Flavia hocha la tête. Un nœud se forma dans son estomac. On l'avait poussée ici. Où elle s'était retrouvée aux prises avec un dragon. Où elle avait échappé de justesse à un déluge de flammes.
-Visiblement, cette personne ne devait pas savoir de quoi tu es capable, remarqua Éléazar en se passant une main sur le menton. Sinon, elle aurait tenté autre chose pour te tuer.
Les mots percutèrent Lev de plein fouet.
Oui.
Si elle n'avait pas été capable de se défendre comme elle l'avait fait... La personne qui l'avait poussé était responsable d'une tentative de meurtre. Sur son épouse. Sur sa femme.
Lev la prit dans ses bras, toute sa peur lui tombant dessus d'un seul coup. Flavia lui rendit son étreinte, et nul ne pipa mot un instant.

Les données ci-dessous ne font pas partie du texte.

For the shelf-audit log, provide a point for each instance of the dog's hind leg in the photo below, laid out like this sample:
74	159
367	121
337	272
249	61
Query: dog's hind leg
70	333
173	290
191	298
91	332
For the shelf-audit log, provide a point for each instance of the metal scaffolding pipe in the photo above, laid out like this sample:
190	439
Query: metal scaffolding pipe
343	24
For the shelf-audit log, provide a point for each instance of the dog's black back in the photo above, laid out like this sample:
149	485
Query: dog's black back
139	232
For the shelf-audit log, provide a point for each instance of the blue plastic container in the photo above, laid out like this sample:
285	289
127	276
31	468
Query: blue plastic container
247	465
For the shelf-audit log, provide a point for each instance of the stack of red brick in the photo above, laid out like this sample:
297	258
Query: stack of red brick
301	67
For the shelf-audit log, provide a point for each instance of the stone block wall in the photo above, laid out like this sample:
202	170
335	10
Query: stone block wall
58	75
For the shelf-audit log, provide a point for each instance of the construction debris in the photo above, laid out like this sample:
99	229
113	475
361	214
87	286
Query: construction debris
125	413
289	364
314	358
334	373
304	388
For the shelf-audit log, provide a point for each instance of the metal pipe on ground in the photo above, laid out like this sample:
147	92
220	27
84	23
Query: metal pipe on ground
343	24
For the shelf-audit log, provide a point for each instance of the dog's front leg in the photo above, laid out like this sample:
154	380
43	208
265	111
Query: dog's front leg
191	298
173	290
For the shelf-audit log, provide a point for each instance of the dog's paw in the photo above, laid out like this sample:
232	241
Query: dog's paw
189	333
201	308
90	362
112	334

Il savait qu'il la serrait un peu trop fort contre lui, qu'il portait son armure. Mais l'espace d'une minute, il fut incapable de la lâcher.
On avait tenté de tuer sa femme.
Son regard se durcit, tandis qu'il embrassait les cheveux de son épouse. Les Protecteurs le virent. Ils hochèrent la tête, tout en portant leur main à leur cœur. Ils n'avaient pas besoin de mots pour se comprendre.
Qui que soit le responsable, il était mort.